I can teach voice inflection, tone of voice, modeling and bonding to anyone who really has the desire to learn. You can learn of it by reading this book, but to make it become indelible in your subconscious mind you have to hear it and, even better, see it.
The recent book The Secret discusses ideas that are not so secret. They’ve been with us since biblical times and the fundamental basis to the book is the law of attraction. The book or DVD gives the message that whatever we put out in the Universe comes back to us. For example; if you release negativity then you attract negativity and vice versa with positive energy. The reason I’m writing this is as follows: People are attracted to people like themselves. They are comfortable with people like themselves and for the most part hang around with people like themselves. Stop, take inventory of your friends. For the most part, do you have similar beliefs about faith, life and sports? How about clothes you wear and type of food you eat? I would bet that you are similar in some regards which proves a quick point. People are attracted to people like themselves. Recently, I took inventory myself and realized that my closest friends are all successful entrepreneurs and own their own businesses.
WHAT’S THE POINT?
You have only a few minutes to make a positive impression on a seller when they call you to sell their house. You know that people are attracted to people with similar characteristics and traits, so what you want to do in this short period of time is to model their behavior as much as possible to begin the bonding process. Since you’re on the phone, all you have to work with is their voice. So, after your friendly “happy to help you” greeting, begin to mimic their voice in terms of tone, inflection and speed. People listen at the same speed that they speak. I had an employee that spoke really slowly while I spoke really fast and it took me 15 years to realize that he could never keep up with me mentally because I spoke faster than he could listen. Talking slow and listening slow does not mean that the person is slow. It means that they process words at a different speed which has no implications as to their intelligence. Likewise, some people learn better by reading, other verbally and people like myself by watching. I will process information much faster if I can observe it with my eyes. Reading takes much longer for me and in fact, I must read new information at least twice before it starts to register. You really need to understand this for your own benefit for all future education. Because if you learn efficiently and effectively by reading a book, why would you ever go to a seminar when you can just get the book?

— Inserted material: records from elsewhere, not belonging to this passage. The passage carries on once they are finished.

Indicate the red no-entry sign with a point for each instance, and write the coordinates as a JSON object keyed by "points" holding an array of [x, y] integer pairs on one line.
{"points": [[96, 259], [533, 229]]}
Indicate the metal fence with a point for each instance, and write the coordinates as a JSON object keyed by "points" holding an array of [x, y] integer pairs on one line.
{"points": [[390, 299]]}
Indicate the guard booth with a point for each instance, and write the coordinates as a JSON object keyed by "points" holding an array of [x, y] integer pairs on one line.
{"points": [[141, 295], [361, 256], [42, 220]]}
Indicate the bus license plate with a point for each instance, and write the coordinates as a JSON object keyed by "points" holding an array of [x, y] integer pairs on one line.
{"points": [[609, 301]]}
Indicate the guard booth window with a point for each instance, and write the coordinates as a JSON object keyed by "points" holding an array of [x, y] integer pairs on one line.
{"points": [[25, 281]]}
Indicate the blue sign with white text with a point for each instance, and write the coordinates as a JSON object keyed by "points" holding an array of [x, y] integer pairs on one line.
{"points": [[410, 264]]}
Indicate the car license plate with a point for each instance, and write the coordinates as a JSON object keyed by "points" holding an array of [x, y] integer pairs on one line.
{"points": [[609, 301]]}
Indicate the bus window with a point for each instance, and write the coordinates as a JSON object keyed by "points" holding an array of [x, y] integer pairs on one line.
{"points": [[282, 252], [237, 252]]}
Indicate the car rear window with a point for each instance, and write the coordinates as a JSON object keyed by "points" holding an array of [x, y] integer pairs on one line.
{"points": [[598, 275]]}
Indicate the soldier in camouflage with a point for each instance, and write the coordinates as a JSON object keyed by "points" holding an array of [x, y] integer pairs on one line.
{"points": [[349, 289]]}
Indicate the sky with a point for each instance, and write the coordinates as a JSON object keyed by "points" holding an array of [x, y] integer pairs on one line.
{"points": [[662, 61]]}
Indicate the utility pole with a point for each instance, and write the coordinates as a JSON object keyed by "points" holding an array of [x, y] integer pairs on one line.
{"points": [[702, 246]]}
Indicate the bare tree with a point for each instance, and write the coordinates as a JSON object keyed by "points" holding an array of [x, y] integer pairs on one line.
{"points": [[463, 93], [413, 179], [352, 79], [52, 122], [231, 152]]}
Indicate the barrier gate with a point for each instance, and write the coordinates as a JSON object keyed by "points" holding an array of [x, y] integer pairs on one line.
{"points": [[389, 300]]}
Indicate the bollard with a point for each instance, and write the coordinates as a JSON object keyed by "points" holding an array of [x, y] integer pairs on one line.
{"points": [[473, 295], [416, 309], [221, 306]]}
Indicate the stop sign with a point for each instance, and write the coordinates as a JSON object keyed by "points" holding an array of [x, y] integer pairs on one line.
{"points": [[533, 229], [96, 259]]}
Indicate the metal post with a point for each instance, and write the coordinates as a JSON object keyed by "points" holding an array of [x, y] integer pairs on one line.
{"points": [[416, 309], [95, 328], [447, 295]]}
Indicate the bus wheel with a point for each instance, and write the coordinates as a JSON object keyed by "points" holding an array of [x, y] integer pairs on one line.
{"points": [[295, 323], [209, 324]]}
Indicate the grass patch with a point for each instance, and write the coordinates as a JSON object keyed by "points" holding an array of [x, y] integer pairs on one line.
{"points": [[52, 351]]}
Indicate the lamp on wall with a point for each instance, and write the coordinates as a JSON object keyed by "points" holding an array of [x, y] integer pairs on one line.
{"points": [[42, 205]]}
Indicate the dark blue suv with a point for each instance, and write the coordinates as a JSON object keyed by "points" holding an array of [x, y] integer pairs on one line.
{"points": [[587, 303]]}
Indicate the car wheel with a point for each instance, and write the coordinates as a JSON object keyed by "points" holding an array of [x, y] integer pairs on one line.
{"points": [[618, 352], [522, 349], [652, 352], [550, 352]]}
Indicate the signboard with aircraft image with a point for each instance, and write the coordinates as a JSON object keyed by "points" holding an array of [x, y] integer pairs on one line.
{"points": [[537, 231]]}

Recently I read in the paper that when Hillary Clinton, in her run for president, speaks in the South, she speaks with a twang. Why? Because people in the South speak with a twang. Maybe it’s the same reason that when we visit Mexico we attempt to speak Spanish. We speak in the language that people understand and in the dialects they are familiar with.
For more on sales training I highly suggest Tom Hopkins and for human relation skills; you cant go wrong with Dale Carnegie classes.